I want to take the content of the first td
of a table in a HTML
document. For example, I have this table:
<table class="bp_ergebnis_tab_info">
<tr>
<td>
This is a sample text
</td>
<td>
This is the second sample text
</td>
</tr>
</table>
How can I use Beautifulsoup to take the text "This is a sample text"?
I use soup.findAll('table' ,attrs={'class':'bp_ergebnis_tab_info'})
to get
the whole table.
The target is http://www.schulministerium.nrw.de/BP/SchuleSuchen?action=799.601437941842&SchulAdresseMapDO=142323
Note; since the html is a bit invalid - I think that we have to do some cleaning.
First find the table (as you are doing).
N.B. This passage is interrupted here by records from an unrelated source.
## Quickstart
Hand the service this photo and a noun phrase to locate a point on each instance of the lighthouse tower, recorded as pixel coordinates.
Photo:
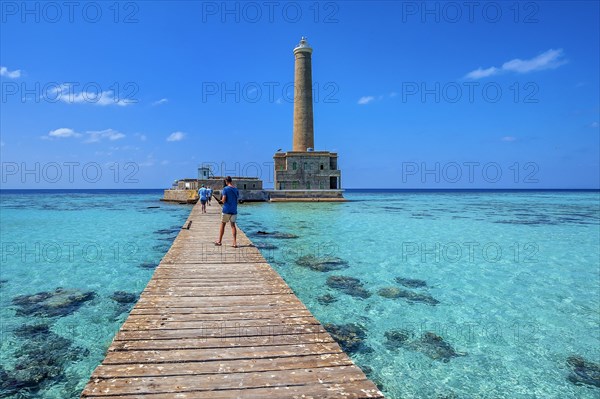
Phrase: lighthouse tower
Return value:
(304, 174)
(304, 137)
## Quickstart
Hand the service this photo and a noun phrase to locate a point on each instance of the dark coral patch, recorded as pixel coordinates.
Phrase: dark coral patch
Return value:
(321, 264)
(395, 292)
(348, 285)
(411, 282)
(349, 336)
(61, 302)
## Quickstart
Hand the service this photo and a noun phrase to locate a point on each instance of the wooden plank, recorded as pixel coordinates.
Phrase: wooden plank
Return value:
(352, 390)
(134, 352)
(219, 322)
(224, 366)
(146, 324)
(207, 382)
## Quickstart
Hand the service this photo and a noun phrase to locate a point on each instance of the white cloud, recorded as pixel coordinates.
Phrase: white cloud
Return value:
(365, 100)
(67, 94)
(90, 136)
(550, 59)
(109, 134)
(10, 74)
(482, 73)
(161, 101)
(176, 136)
(62, 133)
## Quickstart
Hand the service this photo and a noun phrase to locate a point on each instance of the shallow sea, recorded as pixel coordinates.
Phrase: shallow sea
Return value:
(512, 282)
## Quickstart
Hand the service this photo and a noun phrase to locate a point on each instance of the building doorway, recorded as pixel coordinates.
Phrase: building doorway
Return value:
(333, 183)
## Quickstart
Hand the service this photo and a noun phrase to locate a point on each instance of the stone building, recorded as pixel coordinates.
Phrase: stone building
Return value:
(304, 174)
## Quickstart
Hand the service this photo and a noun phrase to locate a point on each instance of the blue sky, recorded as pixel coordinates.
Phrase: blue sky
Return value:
(410, 94)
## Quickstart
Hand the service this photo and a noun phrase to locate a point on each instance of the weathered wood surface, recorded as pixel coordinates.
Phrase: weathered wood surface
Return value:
(219, 322)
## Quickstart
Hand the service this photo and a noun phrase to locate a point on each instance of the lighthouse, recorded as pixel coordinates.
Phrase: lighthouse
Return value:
(304, 138)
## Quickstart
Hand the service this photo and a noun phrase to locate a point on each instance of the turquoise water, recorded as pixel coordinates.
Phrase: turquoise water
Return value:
(515, 275)
(88, 244)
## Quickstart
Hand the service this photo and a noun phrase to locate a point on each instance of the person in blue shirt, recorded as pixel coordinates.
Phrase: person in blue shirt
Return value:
(229, 198)
(202, 194)
(209, 195)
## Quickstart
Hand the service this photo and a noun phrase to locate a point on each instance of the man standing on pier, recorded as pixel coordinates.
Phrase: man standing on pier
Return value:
(202, 194)
(229, 198)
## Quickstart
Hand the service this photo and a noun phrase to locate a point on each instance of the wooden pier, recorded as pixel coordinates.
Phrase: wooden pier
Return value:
(219, 322)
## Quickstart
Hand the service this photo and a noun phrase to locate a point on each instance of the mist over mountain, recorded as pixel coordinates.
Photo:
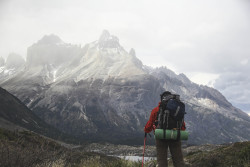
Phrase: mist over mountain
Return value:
(101, 92)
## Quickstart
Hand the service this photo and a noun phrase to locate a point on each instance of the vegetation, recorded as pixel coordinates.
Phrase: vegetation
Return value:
(29, 149)
(234, 155)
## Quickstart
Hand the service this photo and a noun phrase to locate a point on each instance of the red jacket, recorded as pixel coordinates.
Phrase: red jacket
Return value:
(151, 122)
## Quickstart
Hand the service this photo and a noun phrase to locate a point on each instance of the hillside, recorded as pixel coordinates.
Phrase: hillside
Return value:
(14, 115)
(101, 92)
(29, 149)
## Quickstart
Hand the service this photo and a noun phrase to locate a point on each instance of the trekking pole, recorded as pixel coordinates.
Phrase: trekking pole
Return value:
(144, 148)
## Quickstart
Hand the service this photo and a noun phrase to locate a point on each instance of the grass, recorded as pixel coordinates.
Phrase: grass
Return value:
(29, 149)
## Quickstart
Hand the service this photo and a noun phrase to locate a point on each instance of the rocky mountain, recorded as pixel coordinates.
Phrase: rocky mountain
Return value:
(101, 92)
(14, 115)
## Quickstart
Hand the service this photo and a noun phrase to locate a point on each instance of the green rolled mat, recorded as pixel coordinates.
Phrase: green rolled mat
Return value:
(171, 134)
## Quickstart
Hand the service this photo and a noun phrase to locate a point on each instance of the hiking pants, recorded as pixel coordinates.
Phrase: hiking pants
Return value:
(175, 150)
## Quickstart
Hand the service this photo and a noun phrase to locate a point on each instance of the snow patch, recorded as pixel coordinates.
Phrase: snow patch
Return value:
(208, 103)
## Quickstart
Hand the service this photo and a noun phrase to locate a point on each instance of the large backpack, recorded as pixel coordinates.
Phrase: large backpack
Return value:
(171, 114)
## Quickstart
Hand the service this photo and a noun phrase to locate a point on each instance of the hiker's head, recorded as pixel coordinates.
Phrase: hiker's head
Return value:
(165, 94)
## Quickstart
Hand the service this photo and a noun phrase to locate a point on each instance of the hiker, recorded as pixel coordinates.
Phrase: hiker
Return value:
(162, 145)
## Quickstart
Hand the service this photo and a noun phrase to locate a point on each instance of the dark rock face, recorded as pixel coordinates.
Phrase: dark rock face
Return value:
(106, 94)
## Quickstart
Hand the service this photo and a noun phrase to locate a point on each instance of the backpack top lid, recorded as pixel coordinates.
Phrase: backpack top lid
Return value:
(165, 96)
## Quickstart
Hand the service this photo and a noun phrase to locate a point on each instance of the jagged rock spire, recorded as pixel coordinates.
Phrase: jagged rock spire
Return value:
(108, 41)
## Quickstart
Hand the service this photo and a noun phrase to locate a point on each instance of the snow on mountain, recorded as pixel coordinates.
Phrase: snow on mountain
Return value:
(2, 62)
(101, 90)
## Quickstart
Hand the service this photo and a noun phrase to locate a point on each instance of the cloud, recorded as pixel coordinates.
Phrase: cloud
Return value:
(204, 39)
Using find
rather than findall
returns the first item in the list (rather than returning a list of all finds - in which case we'd have to add an extra [0]
to take the first element of the list):
table = soup.find('table' ,attrs={'class':'bp_ergebnis_tab_info'})
Then use find
again to find the first td
:
first_td = table.find('td')
Then use encode_contents()
to extract the textual contents:
text = first_td.encode_contents()
... and the job is done (though you may also want to use strip()
to remove leading and trailing spaces:
trimmed_text = text.strip()
This should give:
>>> print trimmed_text
This is a sample text
>>>
as desired.